Personal information
- Full name: Anthony Mellington
- Date of birth: 27 July 1974 (age 50)
- Original team(s): Shepparton
- Draft: 18th, 1995 Pre-Season draft
- Height: 187 cm (6 ft 2 in)
- Weight: 84 kg (185 lb)
- Position(s): Forward

Playing career^{1}
- Years: Club / Games (Goals)
- 1995–1996: Fitzroy / 24 (24)
- 1997–1999: North Melbourne / 20 (19)
- Total:  / 44 (43)
- ^{1} Playing statistics correct to the end of 1999.

= Anthony Mellington =

Australian rules footballer (born 1974)

Anthony Mellington (born 27 July 1974) is an Australian rules footballer who played with Fitzroy and North Melbourne in the Australian Football League (AFL).

After being picked up in the 1995 Pre-Season draft, Mellington made six AFL appearances in his first year at Fitzroy. He was a regular fixture up forward for Fitzroy in 1996, their last season in the AFL. His best performance came in round eight, when he kicked six goals in a win over Fremantle. Despite finishing the season with a modest 22 goals (and 26 behinds), it was not bettered by any other teammates, giving Mellington the honour of winning Fitzroy's final leading goal-kicker award in the AFL.

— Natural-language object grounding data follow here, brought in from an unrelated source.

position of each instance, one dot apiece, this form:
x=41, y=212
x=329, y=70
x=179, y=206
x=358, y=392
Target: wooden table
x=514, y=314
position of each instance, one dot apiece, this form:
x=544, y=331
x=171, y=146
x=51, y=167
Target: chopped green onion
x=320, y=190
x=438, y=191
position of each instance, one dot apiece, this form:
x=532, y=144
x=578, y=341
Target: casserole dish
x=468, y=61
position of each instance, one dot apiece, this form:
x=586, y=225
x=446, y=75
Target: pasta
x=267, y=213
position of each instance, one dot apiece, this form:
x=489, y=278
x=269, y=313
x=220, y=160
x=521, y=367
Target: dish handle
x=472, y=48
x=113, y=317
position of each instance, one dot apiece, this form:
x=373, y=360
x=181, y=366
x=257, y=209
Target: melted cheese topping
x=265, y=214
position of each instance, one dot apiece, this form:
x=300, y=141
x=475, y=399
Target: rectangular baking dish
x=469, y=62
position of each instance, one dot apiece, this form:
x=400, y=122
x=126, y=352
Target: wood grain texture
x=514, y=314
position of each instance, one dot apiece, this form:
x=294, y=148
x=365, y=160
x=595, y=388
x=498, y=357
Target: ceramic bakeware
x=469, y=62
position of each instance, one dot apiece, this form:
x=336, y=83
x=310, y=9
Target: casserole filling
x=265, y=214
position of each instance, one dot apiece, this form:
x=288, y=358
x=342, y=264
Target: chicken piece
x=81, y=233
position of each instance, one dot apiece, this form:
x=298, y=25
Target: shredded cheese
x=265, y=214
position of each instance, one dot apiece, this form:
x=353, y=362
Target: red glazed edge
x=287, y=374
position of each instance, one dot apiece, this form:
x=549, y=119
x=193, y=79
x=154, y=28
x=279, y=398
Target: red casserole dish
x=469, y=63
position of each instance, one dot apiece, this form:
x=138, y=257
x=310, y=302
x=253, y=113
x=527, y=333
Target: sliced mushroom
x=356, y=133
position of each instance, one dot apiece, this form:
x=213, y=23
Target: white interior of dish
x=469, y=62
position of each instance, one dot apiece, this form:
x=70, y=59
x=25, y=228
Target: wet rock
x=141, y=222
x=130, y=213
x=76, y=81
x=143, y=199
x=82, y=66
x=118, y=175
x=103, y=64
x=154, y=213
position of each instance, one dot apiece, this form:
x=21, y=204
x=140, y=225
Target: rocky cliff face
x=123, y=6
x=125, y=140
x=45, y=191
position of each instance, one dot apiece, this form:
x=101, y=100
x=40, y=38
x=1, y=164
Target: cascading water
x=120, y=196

In search of a new club for the 1997 AFL season, reigning premiers North Melbourne selected him in the Pre-season Draft. He had 16 disposals and five goals against Richmond in just his second game for North Melbourne, and he backed up with three and four goal hauls in the following two rounds. By the time finals arrived, he had lost his place in the side and appeared just six more times for the club, five in 1998 and the other in their premiership winning 1999 season.

Mellington was then delisted and returned to his original team, Shepparton. He had a prolific year as a forward for Shepparton in 2000, with 119 goals in the home and away season, to finish top on the Goulburn Valley Football League's goal-kicking lists. After leaving Shepparton he spent some time at Montmorency in the Diamond Valley Football League. He then played for Murray Football League club Tocumwal and helped them win the 2009 premiership. The following year he joined Heathcote and was a member of their 2010 premiership side, playing as a defender.